Towards membrane-electrode assembly systems for CO2 reduction: a modeling study

Abstract

Membrane-electrode assemblies (MEAs) are an attractive cell design for the electrochemical reduction of CO₂ because they exhibit low ohmic loss and high energy efficiency. We describe here the development and application of a multiphysics model to investigate the fundamental limitations of two MEA designs: one with gaseous feeds at both the anode and cathode (full-MEA), and the other with an aqueous anode feed (KHCO₃ or KOH exchange solution) and a gaseous cathode feed (exchange-MEA). The total current density for the three cases follows the order: KOH-MEA > KHCO₃-MEA > full-MEA. This trend is established by examining the distribution of the applied voltage. We show that the main charge-carrying species are carbonate anions for an MEA that uses an anion-exchange membrane (AEM). The amount of CO₂ consumed but not converted to CO decreases with increasing current densities above 100 mA cm⁻² for a full-MEA, but converges to 50% for exchange-MEAs.
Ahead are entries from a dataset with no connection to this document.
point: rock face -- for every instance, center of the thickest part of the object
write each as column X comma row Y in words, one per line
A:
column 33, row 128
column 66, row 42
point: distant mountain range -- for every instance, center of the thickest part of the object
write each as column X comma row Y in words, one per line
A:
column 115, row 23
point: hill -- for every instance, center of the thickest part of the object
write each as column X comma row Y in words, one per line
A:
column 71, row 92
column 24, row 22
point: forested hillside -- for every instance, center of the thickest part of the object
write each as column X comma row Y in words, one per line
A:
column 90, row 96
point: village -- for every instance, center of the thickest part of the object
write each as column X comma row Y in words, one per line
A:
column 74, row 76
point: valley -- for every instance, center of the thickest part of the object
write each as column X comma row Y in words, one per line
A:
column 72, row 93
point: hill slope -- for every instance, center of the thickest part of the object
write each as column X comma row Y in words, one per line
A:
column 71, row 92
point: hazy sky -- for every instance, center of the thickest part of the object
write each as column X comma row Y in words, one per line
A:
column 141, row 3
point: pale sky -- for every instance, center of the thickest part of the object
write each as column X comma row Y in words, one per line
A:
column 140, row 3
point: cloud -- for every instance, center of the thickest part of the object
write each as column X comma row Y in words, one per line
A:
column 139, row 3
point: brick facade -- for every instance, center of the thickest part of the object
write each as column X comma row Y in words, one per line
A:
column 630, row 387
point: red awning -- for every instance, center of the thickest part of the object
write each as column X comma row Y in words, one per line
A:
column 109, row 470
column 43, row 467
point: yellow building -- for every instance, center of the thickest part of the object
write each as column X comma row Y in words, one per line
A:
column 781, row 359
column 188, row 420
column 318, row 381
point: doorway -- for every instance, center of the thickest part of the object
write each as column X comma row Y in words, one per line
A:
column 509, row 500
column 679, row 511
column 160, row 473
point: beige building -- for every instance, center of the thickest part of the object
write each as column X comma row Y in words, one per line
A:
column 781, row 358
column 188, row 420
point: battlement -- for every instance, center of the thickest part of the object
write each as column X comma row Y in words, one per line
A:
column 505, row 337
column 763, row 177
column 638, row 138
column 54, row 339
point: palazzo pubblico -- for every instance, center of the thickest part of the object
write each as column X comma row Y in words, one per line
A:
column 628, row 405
The full-MEA becomes limited by ohmic resistance as the membrane dehydrates with increasing cell temperature, and eventually becomes limited due to water mass transport. The exchange-MEAs can maintain membrane hydration and the local ion concentration at the anode, but are limited by salt precipitation at the cathode, as well as a higher tendency to flood. Finally, we explore the effects of temperature and discuss the possibility of increasing water supply to the full-MEA to improve its performance at elevated temperatures. The MEA model and the understanding of MEA performance for the electrochemical reduction of CO₂ presented in this study should help guide the design of next-generation CO₂ reduction cells.